I produced the conference tech. I'm not the on-site vendor and I'm not the content lead. I'm the person making sure the path from registration form to live show to post-event video upload doesn't break at any of the handoffs.
What that actually means
Pre-event. Working with the SB content team to translate their program into something the production crew can actually execute. Sessions, rooms, speakers, AV needs, recording requirements, livestream destinations, captions, downstream content products. It all has to be agreed before the trucks roll in.
On-site. Working with the event production vendor (usually Freeman) alongside the SB content counterparts, to keep the program running. Not running cables (that's Freeman's job) and not directing speakers (that's the content team's). Producing the connection between the two: the show-call layer that knows what's planned, what's actually happening, and what to do when those diverge.
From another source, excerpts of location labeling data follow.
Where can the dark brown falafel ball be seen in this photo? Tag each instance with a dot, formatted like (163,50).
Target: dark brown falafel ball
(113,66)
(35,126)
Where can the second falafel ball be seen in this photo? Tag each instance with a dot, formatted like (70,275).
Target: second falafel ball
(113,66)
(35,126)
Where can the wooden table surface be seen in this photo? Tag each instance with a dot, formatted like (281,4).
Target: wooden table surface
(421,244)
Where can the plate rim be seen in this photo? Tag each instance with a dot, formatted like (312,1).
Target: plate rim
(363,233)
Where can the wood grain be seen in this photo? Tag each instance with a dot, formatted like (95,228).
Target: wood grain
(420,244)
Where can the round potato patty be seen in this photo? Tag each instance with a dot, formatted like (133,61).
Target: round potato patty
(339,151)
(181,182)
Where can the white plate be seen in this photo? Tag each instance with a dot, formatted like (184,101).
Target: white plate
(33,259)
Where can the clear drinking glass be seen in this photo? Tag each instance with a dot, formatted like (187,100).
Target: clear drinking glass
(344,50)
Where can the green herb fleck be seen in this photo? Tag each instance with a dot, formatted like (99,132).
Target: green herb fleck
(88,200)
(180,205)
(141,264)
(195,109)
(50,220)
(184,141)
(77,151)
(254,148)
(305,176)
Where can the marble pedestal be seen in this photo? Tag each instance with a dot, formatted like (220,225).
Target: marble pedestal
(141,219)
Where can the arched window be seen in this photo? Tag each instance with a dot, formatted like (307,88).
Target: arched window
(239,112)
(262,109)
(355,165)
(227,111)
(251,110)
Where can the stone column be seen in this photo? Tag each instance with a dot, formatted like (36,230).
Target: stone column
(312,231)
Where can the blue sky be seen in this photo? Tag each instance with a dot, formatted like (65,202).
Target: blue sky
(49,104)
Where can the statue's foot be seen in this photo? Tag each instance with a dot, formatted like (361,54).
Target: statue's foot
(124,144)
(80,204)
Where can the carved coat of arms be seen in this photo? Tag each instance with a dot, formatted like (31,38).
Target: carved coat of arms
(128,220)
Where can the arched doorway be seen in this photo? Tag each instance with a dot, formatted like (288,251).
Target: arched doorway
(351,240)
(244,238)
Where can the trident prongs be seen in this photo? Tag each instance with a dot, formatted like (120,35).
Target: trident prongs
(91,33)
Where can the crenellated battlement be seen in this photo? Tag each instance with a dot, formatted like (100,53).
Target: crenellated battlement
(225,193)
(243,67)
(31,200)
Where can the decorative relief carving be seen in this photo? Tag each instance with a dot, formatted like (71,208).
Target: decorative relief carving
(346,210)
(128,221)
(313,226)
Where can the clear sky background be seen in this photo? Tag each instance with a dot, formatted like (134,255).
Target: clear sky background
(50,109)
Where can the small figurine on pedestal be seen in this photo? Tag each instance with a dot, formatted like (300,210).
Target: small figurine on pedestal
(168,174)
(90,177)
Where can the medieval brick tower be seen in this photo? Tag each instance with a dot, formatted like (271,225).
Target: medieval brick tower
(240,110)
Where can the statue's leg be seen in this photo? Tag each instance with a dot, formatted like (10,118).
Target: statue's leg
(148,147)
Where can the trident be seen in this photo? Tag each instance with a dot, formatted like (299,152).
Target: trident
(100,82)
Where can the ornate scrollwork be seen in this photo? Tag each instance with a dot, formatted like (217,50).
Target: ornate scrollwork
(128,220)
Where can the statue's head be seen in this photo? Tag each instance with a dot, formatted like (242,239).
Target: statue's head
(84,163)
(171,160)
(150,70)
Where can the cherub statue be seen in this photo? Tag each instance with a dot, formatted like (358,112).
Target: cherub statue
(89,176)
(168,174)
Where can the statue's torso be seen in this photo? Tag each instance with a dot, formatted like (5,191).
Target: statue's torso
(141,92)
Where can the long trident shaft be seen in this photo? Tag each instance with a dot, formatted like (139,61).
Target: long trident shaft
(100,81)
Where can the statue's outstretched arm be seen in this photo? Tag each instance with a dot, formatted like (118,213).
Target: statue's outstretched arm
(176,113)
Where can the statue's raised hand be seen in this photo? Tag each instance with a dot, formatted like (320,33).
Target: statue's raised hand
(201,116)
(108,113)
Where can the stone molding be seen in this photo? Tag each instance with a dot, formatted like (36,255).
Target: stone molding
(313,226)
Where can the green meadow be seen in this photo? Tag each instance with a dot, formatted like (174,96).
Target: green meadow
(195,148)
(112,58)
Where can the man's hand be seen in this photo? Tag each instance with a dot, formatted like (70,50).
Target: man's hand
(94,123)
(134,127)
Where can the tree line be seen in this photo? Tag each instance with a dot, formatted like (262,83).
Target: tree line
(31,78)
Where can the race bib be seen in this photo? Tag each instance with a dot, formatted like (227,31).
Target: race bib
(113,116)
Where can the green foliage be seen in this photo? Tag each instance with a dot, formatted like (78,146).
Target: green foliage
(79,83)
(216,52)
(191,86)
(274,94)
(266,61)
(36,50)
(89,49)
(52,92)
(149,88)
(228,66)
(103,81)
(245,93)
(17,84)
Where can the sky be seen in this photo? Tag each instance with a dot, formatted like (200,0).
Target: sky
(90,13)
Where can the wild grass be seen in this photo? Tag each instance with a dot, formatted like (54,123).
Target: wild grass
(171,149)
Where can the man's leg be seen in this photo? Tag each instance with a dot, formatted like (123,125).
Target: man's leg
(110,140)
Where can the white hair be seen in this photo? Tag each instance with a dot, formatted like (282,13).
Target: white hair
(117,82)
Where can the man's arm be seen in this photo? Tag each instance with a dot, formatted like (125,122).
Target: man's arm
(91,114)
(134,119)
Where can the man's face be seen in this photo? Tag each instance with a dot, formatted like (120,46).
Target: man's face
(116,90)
Post-event. Closing the loop on the video pipeline. Recordings come off-site, get cut, get reviewed by the content team, and ship to the right destinations. The flagship's evergreen content for the rest of the year depends on this part landing cleanly.
Why I include it
A producer's job in this kind of role is often invisible. When it works, speakers are on stage on time, cameras are rolling, breakouts have what they need, and the videos go up post-event without a fire drill. When it doesn't, you quickly find out which of the three parties owns the failure. I include this work because, for several years, it didn't break. That's the bar.